A ausência de perícias forenses robustas e autópsias detalhadas nos casos moçambicanos impede, no entanto, que se chegue a conclusões definitivas, perpetuando a incerteza.
Um silêncio ensurdecedor e o luto sem fim
Face a este cenário, a inércia institucional e a falta de respostas concretas por parte das autoridades são denunciadas veementemente pela sociedade civil. Quitéria Guirengane, secretária executiva do Observatório das Mulheres, tem sido uma voz incansável nesta luta.
“Recebemos casos com indícios claros de extracção de órgãos. Este é um fenómeno crescente, difícil de provar, mas há uma rede que continua impune. Até hoje, nem o caso da Tatiana, nem os casos recentes tiveram respostas concretas das autoridades,” afirma.
Guirengane sublinha o padrão de vulnerabilidade que atinge principalmente mulheres jovens, muitas vezes desacreditadas, e as armadilhas, como falsas promessas de emprego ou encontros marcados através das redes sociais, que frequentemente culminam em tragédia. A sua crítica é directa:
“Temos que investigar unidades sanitárias suspeitas e publicar os nomes dos condenados. Aqui neste país não falta tecnologia nem capacidade para reprimir o crime, falta apenas vontade.” Ela aponta ainda para a proximidade com a África do Sul e o “aparente silêncio ou morosidade na resolução desses casos” como factores preocupantes.

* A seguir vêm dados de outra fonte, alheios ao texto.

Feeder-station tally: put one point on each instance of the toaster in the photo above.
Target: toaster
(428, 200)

Evidências tentou, sem sucesso, obter uma entrevista junto do Gabinete de Comunicação no Comando-Geral da Polícia da República de Moçambique (PRM) para compreender o trabalho em curso visando o esclarecimento destes assassinatos em série que permanecem sem nenhum esclarecimento.
Para as famílias de Finoca, Mimí, Taty, e para tantas outras que choram as suas perdas no anonimato, a ausência de respostas transforma o luto numa ferida que teima em não cicatrizar. As investigações parecem arrastar-se indefinidamente, as autoridades mantêm um silêncio que aprofunda a desconfiança, e a sombra de uma rede organizada continua a pairar, ameaçadora. O mistério prolonga-se, alimentando o medo e as teorias que corroem o tecido social.
Enquanto a vontade política e a capacidade institucional não se traduzirem em acções concretas, em investigações sérias e transparentes, em justiça para as vítimas e suas famílias, a pergunta continuará a ecoar, carregada de dor e indignação: Até quando?